In a biological system the elements doing the work are many different molecules with distinct shapes. In CPUs there only are shapeless electrons, so unlike the molecules which meet and match all the time based on probabilities the electrons don't actively contribute to the computing themselves. Also, the molecules are almost all active, all the time, in computers our "code" lies dormant and waiting in pools (memory) doing nothing most of the time. In comparison, only an incredibly tiny fraction of our human-made computing elements are actually doing something at any point!

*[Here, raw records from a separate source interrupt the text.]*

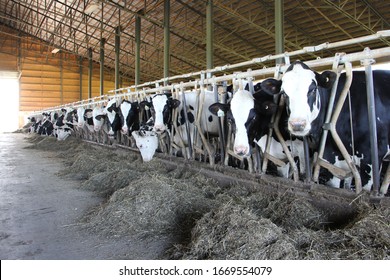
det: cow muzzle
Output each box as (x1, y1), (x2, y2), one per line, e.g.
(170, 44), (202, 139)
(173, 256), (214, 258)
(288, 119), (307, 134)
(154, 124), (165, 134)
(234, 145), (250, 157)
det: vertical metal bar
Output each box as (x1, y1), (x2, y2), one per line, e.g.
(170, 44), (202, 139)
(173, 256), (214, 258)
(215, 82), (227, 162)
(301, 136), (311, 183)
(180, 88), (193, 159)
(100, 38), (106, 95)
(135, 15), (141, 85)
(60, 52), (64, 104)
(88, 48), (92, 98)
(164, 0), (171, 86)
(115, 26), (121, 89)
(206, 0), (214, 78)
(275, 0), (284, 64)
(364, 60), (379, 196)
(79, 56), (83, 101)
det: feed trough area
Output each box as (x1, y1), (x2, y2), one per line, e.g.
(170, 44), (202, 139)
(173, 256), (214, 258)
(13, 130), (390, 259)
(16, 31), (390, 259)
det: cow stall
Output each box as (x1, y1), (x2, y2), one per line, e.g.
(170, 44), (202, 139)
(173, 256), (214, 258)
(32, 30), (390, 201)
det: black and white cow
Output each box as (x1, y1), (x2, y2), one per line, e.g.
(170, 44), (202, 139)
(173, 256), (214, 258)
(264, 61), (390, 190)
(37, 112), (54, 136)
(92, 106), (106, 132)
(131, 118), (158, 162)
(141, 90), (225, 160)
(52, 108), (77, 141)
(120, 100), (140, 136)
(209, 83), (305, 177)
(104, 98), (122, 138)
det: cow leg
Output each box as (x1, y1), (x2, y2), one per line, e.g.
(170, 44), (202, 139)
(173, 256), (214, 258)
(379, 163), (390, 195)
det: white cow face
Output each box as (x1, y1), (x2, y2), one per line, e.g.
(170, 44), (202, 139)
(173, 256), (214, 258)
(152, 94), (168, 133)
(77, 107), (85, 128)
(57, 128), (72, 141)
(281, 62), (335, 136)
(120, 101), (131, 135)
(92, 107), (105, 131)
(104, 99), (118, 137)
(282, 64), (320, 136)
(230, 90), (254, 157)
(131, 131), (158, 161)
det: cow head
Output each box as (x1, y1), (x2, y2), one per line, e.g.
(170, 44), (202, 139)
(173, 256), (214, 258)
(262, 61), (336, 136)
(77, 107), (85, 128)
(104, 99), (120, 137)
(120, 100), (140, 135)
(57, 125), (72, 141)
(209, 85), (277, 157)
(92, 106), (106, 131)
(140, 94), (180, 134)
(131, 129), (158, 161)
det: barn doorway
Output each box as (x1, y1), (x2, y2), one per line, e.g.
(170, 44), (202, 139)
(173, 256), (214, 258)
(0, 71), (19, 133)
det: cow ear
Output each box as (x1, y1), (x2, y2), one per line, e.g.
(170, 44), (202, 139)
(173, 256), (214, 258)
(209, 102), (230, 116)
(261, 78), (282, 95)
(95, 115), (105, 121)
(315, 71), (336, 89)
(139, 100), (153, 109)
(171, 99), (181, 109)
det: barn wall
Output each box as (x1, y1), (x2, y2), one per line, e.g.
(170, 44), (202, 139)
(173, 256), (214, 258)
(0, 27), (131, 125)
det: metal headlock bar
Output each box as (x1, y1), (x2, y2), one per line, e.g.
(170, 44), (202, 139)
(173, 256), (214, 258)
(32, 30), (390, 195)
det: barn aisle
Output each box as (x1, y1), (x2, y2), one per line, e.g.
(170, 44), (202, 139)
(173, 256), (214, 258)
(0, 133), (161, 260)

In nature/biology shape and structure on the nano level are the major design factor. Shapes of molecules and shapes of the structures used to separate or guide or hold them. Most of the process is determined by those shapes. In human-made computing we are extremely limited in what shapes we use under the hood. We use higher frequencies and limiting ourselves to few goals, otherwise nature would outcompute us by many orders of magnitude (and that's only true because we decide to ignore most of the computation going on in biological systems as not relevant "it's just random noise with no purpose"). I see a disconnect between how we program and what is going on. We think it's a vital "abstraction". I think that abstraction is a blessing, sure, but also a great hindrance. In the end those shapes and structures matter a lot. If somehow we could get a translation into more and more flexible (nano) shapes/structures than now, where we have a 100% fixed structure and only electrons (so, no shapes)... even biological systems are actually quite limited in what kinds of shapes they use, there was a path-dependency on which random path evolution took. I think it would be possible to far exceed biological systems, but we would have to get down to the shapes (molecules and nano-structures). That is far away from now, where it takes us years to come up with one fixed structure and shapeless moving point-forms inside of it.